0

Is it possible to create arrays based of their index as in

int x = 4;
int y = 5;
int someNr = 123;
int foo[x][y] = someNr;

dynamically/on the run, without creating foo[0...3][0...4]?

If not, is there a data structure that allow me to do something similar to this in C?

Tomas Berger
  • 173
  • 1
  • 3
  • 15
  • Sounds like you might want a Map https://stackoverflow.com/questions/21958247/map-like-structure-in-c-use-int-and-struct-to-determine-a-value – bhspencer Apr 30 '19 at 00:32
  • 1
    You need to declare the array first *then* assign second unless you're prepared to [assign the values properly](https://stackoverflow.com/questions/3535410/assign-multiple-values-to-array-in-c). Any values you don't initialize are, by definition, uninitialized and contain junk data so you probably want to initialize them all, not selectively. – tadman Apr 30 '19 at 00:34
  • @tadman If I declare it first, then it won't be dynamically – Tomas Berger Apr 30 '19 at 00:36
  • If you want it fully dynamic then you use `malloc`. You have to know the maximum size beforehand or this is not possible. As bhspencer says, a map may be what you want if you have no idea where these values of `x` and `y` are going to land. – tadman Apr 30 '19 at 00:37
  • @bhspencer it is very similar to what I am looking for, but do you have to hash to get the value? I really want to do it in O(1) time and with hashing I risk getting the same index having to link them together and do it in 2 operations – Tomas Berger Apr 30 '19 at 00:42
  • @tadman I know they are going to land in between 0 - 1023, but I also now that not even 1/4 is regularly going to be occupied, so it seems like a waste of space to declare memory that won't be used. I did take a quick look at mapping, and it seems to be in the ballpark, but have an issue with it (See previous comment) – Tomas Berger Apr 30 '19 at 00:45
  • 2
    If only 25% are going to be occupied you have to focus on what the actual cost is here. Would 1024 * 1024 * 4 really break the bank? That's only 4MB of memory. Unless you have thousands of these things or you're really strapped for memory then that's not going to be a big deal. You could save some memory by using `short int` or `char` instead if that was critical. Think about constraints both in terms of the values you must capture and the memory conditions you must operate within. – tadman Apr 30 '19 at 00:48
  • What I am trying to implement is a multi-level page table. And if it takes up 4MB of memory it defeats the point of a multi-level page table. They are supposed to be allocated as needed. But thanks a lot for the suggestions – Tomas Berger Apr 30 '19 at 00:53
  • @TomasBerger if you are using ints as the keys and you know there are going to be no collisions then no you don't need to hash your keys just use the ints into your map directly. – bhspencer Apr 30 '19 at 14:33

3 Answers3

2

No.

As written your code make no sense at all. You need foo to be declared somewhere and then you can index into it with foo[x][y] = someNr;. But you cant just make foo spring into existence which is what it looks like you are trying to do.

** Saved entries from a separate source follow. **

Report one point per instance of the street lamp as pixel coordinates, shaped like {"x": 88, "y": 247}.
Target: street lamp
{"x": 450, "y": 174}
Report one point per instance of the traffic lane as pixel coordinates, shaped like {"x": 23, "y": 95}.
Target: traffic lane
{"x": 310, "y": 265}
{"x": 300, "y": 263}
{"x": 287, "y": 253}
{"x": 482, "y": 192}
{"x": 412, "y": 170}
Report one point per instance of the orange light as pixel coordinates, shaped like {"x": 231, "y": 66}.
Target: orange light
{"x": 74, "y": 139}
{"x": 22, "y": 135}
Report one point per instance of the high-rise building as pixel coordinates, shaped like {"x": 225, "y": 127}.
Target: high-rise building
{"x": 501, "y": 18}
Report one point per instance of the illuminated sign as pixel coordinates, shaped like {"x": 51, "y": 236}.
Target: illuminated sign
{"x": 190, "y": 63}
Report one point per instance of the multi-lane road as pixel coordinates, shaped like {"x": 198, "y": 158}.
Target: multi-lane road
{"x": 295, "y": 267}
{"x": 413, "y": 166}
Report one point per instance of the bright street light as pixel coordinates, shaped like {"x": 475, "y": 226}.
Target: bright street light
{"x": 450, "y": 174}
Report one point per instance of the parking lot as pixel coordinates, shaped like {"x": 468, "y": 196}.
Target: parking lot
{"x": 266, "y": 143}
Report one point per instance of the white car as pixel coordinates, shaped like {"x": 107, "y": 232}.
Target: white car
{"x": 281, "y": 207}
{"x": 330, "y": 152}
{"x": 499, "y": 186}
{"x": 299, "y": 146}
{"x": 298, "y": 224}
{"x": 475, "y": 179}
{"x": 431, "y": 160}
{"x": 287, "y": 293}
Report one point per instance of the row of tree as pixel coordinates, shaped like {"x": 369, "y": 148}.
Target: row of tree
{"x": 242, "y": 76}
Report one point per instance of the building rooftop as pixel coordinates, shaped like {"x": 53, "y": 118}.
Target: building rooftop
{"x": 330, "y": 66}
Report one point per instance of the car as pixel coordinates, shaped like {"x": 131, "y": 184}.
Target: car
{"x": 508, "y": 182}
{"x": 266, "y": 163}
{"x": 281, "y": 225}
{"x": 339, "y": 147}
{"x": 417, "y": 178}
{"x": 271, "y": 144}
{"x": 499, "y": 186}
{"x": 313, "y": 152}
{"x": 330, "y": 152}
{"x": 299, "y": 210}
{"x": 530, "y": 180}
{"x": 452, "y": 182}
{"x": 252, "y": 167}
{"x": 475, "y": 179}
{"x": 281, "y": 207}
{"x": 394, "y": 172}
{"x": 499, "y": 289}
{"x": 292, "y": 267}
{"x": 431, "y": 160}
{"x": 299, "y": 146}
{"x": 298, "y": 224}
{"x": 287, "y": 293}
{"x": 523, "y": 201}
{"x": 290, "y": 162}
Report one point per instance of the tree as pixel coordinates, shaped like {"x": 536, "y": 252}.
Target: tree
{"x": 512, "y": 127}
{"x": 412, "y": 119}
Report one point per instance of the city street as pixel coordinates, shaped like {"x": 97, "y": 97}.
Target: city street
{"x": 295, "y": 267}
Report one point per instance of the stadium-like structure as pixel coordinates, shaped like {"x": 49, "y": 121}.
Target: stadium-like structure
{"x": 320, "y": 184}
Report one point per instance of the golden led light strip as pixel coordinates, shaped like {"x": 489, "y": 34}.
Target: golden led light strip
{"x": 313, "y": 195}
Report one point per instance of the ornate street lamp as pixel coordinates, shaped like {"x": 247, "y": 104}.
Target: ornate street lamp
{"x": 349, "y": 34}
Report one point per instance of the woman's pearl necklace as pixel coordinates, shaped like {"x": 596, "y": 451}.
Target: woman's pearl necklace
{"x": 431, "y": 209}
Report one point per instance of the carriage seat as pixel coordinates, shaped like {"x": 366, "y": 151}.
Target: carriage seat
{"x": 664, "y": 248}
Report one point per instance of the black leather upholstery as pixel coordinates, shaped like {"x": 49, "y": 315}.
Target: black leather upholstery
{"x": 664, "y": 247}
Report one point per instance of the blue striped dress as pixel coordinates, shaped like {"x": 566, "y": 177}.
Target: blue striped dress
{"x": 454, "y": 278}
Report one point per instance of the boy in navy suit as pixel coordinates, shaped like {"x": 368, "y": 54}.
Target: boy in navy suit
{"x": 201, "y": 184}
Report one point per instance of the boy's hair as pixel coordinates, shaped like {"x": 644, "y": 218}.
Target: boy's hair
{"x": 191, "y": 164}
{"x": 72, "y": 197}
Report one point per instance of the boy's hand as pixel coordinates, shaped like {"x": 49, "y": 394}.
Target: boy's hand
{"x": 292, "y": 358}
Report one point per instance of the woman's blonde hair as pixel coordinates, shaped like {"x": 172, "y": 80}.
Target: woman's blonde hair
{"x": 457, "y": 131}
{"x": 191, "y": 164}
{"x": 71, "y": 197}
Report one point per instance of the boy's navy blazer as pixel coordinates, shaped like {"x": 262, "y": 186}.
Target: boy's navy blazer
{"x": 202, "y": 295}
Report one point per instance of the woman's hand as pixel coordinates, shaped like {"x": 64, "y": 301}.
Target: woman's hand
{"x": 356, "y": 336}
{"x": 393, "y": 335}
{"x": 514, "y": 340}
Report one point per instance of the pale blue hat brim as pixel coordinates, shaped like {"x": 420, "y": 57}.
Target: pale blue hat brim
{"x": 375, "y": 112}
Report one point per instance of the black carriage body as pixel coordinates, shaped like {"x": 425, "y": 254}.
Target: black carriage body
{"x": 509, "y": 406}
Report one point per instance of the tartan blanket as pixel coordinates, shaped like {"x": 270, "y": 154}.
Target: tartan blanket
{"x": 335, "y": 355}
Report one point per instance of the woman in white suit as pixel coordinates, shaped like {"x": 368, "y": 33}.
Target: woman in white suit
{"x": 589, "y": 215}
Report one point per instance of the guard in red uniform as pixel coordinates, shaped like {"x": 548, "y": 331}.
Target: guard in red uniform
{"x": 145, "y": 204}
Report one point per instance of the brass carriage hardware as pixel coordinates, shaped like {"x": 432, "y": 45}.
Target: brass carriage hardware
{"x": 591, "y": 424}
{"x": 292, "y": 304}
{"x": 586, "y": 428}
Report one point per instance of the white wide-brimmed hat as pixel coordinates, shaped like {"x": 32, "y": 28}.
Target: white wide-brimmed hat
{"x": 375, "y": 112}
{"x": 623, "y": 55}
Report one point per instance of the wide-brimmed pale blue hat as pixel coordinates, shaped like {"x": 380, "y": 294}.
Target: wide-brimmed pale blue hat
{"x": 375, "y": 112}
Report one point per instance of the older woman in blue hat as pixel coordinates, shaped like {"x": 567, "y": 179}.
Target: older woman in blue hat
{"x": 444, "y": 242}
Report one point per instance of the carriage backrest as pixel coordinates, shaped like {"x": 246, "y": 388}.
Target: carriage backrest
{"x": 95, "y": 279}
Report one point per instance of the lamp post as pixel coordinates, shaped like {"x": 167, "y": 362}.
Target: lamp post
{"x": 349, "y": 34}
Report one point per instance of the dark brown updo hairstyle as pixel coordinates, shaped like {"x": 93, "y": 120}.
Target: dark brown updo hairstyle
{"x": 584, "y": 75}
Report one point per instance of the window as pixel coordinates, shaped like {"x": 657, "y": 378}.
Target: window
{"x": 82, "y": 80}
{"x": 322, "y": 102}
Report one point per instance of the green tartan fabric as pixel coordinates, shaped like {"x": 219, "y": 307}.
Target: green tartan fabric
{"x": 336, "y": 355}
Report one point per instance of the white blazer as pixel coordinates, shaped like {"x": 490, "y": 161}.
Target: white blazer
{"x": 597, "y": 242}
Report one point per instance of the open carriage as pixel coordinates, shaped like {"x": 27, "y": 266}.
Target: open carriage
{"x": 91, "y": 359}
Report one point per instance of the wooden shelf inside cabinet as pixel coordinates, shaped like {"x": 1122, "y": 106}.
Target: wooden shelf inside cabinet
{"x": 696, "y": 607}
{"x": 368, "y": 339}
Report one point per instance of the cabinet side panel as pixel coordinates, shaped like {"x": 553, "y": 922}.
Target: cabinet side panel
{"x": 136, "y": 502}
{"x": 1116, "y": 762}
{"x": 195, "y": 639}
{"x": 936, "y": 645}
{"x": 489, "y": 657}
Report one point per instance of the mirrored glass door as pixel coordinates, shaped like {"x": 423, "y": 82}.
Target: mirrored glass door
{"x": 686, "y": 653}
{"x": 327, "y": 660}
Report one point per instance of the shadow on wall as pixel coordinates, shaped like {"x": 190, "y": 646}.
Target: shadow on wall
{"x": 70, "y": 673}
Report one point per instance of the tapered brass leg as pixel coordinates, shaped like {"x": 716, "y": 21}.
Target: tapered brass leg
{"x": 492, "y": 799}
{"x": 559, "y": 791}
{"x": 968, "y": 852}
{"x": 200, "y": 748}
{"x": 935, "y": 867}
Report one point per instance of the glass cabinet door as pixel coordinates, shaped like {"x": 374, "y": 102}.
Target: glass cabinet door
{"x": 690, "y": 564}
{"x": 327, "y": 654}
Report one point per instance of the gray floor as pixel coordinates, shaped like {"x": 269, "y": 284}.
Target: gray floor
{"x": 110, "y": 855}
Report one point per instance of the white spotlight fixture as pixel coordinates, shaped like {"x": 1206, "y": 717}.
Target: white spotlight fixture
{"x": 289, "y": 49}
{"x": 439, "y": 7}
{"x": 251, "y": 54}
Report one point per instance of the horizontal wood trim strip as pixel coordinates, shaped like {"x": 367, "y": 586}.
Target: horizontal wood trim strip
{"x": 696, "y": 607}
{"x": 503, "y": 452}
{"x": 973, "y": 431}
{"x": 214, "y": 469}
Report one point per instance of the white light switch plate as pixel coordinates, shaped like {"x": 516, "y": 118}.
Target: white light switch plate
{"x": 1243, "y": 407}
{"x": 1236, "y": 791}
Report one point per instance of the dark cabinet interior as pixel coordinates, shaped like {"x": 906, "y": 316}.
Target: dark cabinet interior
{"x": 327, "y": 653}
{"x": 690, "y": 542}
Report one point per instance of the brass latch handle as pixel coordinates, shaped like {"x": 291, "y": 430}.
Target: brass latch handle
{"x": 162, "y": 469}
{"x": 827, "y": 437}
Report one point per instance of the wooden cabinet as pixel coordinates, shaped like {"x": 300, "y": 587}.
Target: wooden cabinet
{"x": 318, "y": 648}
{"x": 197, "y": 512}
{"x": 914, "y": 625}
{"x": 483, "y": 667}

Either create foo with correct sizes (only you can say what they are) int foo[16][16]; for example or use a different data structure. In C++ you could do a map<pair<int, int>, int>

John3136
  • 28,809
  • 4
  • 51
  • 69
  • I know it makes no sense, the point was to illustrate what I wanted to do. I did take a look at mapping for C, and it seems that I have to hash to find the correct map in an array of mapping, yes? – Tomas Berger Apr 30 '19 at 00:46
  • There are different approaches. Hashing is probably the most common. "Sparse array" is a good search term for more research. As @tadman said in comments: 1024x1024 is not that expensive (perhaps don't put it on the stack) so whether you need to do some other data type or just allocate a big array is really your call. – John3136 Apr 30 '19 at 00:53
  • I know it's normally no big deal to take up 4MB of memory, but I am working on OS, where on a 32-bit It only takes up 4mb per program running. But on a 64 bit I would need something like 2*2^25 int array – Tomas Berger Apr 30 '19 at 01:04
  • Well then looks like something like a sparse array is the way to go. – John3136 Apr 30 '19 at 01:31
1

Variable Length Arrays

Even if x and y were replaced by constants, you could not initialize the array using the notation shown. You'd need to use:

int fixed[3][4] = { someNr };

or similar (extra braces, perhaps; more values perhaps). You can, however, declare/define variable length arrays (VLA), but you cannot initialize them at all. So, you could write:

int x = 4;
int y = 5;
int someNr = 123;
int foo[x][y];

for (int i = 0; i < x; i++)
{
    for (int j = 0; j < y; j++)
        foo[i][j] = someNr + i * (x + 1) + j;
}

Obviously, you can't use x and y as indexes without writing (or reading) outside the bounds of the array. The onus is on you to ensure that there is enough space on the stack for the values chosen as the limits on the arrays (it won't be a problem at 3x4; it might be at 300x400 though, and will be at 3000x4000). You can also use dynamic allocation of VLAs to handle bigger matrices.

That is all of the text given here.